Likewise, it’s not always easy to see amoral monsters like the President or Steve Bannon as people like ourselves. The important thing is to understand we’re more like them than not. We have hopes, dreams, fears, needs. In some cases, those may be grossly distorted, such the President’s apparently bottomless desire for approval and attention. But we all need to feel loved, don’t we? Recognizing the brokenness of someone who has wronged us increases our empathy. Recognizing that we share the same needs helps to relativize our feelings of superiority. And remember: monsters are monsters because they can’t see other people as human. If you can do that, you can legitimately feel a step ahead of them.

Some people might say this is making excuses. I don’t believe so. It’s developing a clear-eyed view and increasing control over our own emotions, so that we don’t have to react in paralyzing fear and anger.

Again, none of this comes easily. It takes time. Forgiveness is a lifelong practice. We often see that those who are able to master the craft—Sandinistas forgiving torturers or Anabaptists their oppressors—come from communities that stress the need for forgiveness and count it as a form of discipleship.

Christians like myself believe that forgiveness is sponsored by God, reflecting the divine nature. It’s furthered by Jesus, who teaches his disciples to forgive as they are forgiven, and whose death on the cross accomplishes a permanent forgiveness between God and humanity.

Even for non-Christians, it should be apparent that forgiveness is a form of both power and freedom. Forgiveness at least limits the ability of another person to make us miserable. It opens up possibilities for alternative behaviors not rooted in coercion and domination. Specifically, forgiveness makes possible solidarity: with the victims by placing ourselves freely among their numbers, and with the victimizers by refusing to give up the hope that they can change.

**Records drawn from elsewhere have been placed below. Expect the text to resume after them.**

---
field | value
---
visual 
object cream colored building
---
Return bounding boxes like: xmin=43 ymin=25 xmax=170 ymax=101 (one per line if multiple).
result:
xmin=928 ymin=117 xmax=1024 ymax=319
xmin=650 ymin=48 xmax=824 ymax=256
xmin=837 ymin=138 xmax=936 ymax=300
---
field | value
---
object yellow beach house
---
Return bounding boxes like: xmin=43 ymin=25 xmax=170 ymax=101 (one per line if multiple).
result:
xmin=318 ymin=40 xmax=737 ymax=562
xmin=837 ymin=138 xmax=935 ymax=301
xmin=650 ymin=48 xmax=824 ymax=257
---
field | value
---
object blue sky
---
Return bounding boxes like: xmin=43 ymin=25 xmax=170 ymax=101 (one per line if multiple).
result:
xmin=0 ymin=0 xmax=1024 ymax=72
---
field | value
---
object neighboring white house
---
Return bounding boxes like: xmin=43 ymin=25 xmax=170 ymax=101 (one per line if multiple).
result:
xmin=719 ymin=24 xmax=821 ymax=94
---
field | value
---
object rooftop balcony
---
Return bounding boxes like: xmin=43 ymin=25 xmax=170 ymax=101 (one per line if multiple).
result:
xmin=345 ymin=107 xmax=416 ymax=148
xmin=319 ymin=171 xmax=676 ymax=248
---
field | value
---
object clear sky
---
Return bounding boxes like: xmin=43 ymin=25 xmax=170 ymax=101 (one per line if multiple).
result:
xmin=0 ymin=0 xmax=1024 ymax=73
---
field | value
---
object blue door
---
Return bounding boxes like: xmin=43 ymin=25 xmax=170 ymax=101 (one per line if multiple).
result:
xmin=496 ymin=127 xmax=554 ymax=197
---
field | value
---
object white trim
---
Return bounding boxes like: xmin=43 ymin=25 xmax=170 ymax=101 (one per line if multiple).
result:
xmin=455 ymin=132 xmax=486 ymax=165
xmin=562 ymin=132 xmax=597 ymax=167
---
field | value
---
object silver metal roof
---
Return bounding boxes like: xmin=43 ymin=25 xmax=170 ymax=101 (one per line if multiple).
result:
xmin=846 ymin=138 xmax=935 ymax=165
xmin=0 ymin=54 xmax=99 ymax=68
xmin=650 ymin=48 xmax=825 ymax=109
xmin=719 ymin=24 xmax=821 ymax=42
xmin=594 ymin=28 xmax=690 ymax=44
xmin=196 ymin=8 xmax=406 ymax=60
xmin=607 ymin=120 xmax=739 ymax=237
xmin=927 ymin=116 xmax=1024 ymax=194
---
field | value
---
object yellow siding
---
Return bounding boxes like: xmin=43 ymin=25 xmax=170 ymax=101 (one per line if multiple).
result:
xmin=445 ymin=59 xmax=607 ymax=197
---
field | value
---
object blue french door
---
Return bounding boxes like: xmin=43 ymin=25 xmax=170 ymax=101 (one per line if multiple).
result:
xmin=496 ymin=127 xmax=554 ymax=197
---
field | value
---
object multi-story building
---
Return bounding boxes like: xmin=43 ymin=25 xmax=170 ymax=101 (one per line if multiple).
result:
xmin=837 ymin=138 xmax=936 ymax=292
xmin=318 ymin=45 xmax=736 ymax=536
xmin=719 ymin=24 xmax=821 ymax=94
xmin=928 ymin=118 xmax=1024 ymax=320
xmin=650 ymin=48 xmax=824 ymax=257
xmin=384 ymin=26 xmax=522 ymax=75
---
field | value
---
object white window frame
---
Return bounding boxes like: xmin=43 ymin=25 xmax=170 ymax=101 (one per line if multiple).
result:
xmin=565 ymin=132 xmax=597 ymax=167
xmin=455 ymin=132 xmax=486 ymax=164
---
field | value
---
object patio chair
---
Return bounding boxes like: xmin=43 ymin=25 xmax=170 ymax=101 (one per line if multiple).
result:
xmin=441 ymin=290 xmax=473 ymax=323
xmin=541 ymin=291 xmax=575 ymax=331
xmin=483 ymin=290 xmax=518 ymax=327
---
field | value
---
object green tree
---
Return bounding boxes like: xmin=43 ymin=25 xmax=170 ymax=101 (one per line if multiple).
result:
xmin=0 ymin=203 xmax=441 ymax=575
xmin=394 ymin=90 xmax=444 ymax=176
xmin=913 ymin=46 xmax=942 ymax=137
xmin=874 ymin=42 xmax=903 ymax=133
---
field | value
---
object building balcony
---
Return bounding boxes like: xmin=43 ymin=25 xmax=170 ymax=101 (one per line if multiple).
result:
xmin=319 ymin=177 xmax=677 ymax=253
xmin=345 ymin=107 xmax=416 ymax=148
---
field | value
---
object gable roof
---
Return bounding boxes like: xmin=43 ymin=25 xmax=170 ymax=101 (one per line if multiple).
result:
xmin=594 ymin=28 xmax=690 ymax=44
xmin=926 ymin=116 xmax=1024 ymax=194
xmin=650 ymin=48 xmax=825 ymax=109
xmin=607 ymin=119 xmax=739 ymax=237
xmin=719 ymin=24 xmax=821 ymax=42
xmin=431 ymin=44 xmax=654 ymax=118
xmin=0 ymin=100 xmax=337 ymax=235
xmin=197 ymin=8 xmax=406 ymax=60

All of this is challenging at best and scandalous at worst. It’s often charged that arguing for forgiveness diminishes the suffering of victims, and it can. The point, however, is for things to be different, not reversed. Forgiveness breaks the cycle of domination and humiliation.

Forgiveness, our defenses tell us, is a weakness. It is not. It is a source of strength and hope because it testifies to the possibility that the world could be other than what it is now. It begins with the desire to forgive, even before the ability.